Timm Ulrichs (*1940 Berlin, lebt und arbeitet in Hannover, Berlin und Münster): Erdachse, M. 1:1.000.000 (1979/1999 aufgestellt)
Schwarzer Gabbro Granit, Simbabwe, [Säule], 50 cm Durchmesser, bzw. Granit Balmoral [Scheibe], 30 cm x 250 cm.
10 t schwer.
Die Länge der Säule, 1271,35 cm,
entspricht dem Durchmesser der Erde vom Nord- zum Südpol im Maßstab 1 : 1 000 000.
Sie ist so in einem Winkel zur Horizontalen aufgestellt,
dass sie parallel zur Erdachse verläuft,
d.h. ihr Steigungswinkel entspricht der geographischen Breite des Aufstellungsorts: 52.1° nördlicher Breite.
Die Scheibe ist mithin parallel zur Äquatorebene ausgerichtet.
Die Scheibe dient auch als Ziffernblatt,
denn die Skulptur dreht sich einmal am Tag um die eigene Achse,
angetrieben durch einen funkgesteuerte Elektromotor.
Fertigung: Kusser Aicha Granitwerke, Aicha vorm Wald.
Auftrag der Philipp Holzmann AG,
die 1999 ihr 150-jähriges Firmenjubiläum feierte
und das City Carré Magdeburg übergab.
Standort: zwischen Hauptbahnhof und City Carré.

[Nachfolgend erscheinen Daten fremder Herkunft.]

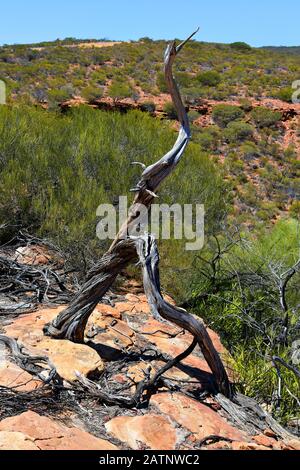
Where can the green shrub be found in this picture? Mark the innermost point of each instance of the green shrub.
(161, 82)
(91, 93)
(295, 209)
(148, 106)
(119, 90)
(241, 46)
(209, 78)
(265, 117)
(223, 114)
(284, 94)
(238, 131)
(170, 110)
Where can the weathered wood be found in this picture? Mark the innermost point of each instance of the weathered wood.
(148, 255)
(71, 322)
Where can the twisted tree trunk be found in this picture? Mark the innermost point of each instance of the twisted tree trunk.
(71, 322)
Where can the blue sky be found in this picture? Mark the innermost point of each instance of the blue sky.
(257, 22)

Mehr: Kusser Granitwerke GmbH,
Aicha vorm Wald
Ulrichs ist Konzept- und Performance-Künstler. Er bezeichnet sich selbst als ‚Totalkünstler' und scheint darunter den Anspruch zu verstehen, den Kunstbegriff ebenso regelmäßig wie radikal auszuweiten und systematisch Gattungsgrenzen auszumachen, um sie zu überschreiten. Er stellte sich selbst in einem Glaskasten als „lebendes Kunstwerk“ aus, ließ sich 1981 nackig in einem riesigen Findling 10 Stunden lang einschließen und die Worte „The End“ auf's Augenlid tätowieren. Ulrichs hatte 1969 - 70 eine Gastprofessur an der Staatlichen Hochschule für Bildende Künste Braunschweig inne, von 1972 bis 2005 eine Professur für Bildhauerei und Totalkunst an der Staatlichen Akademie Münster. 1977 nahm er an der documenta 6 in Kassel teil. Europaweit wurden Ulrichs Einzelausstellungen gewidmet, zahlreiche Preise wurden ihm zuteil.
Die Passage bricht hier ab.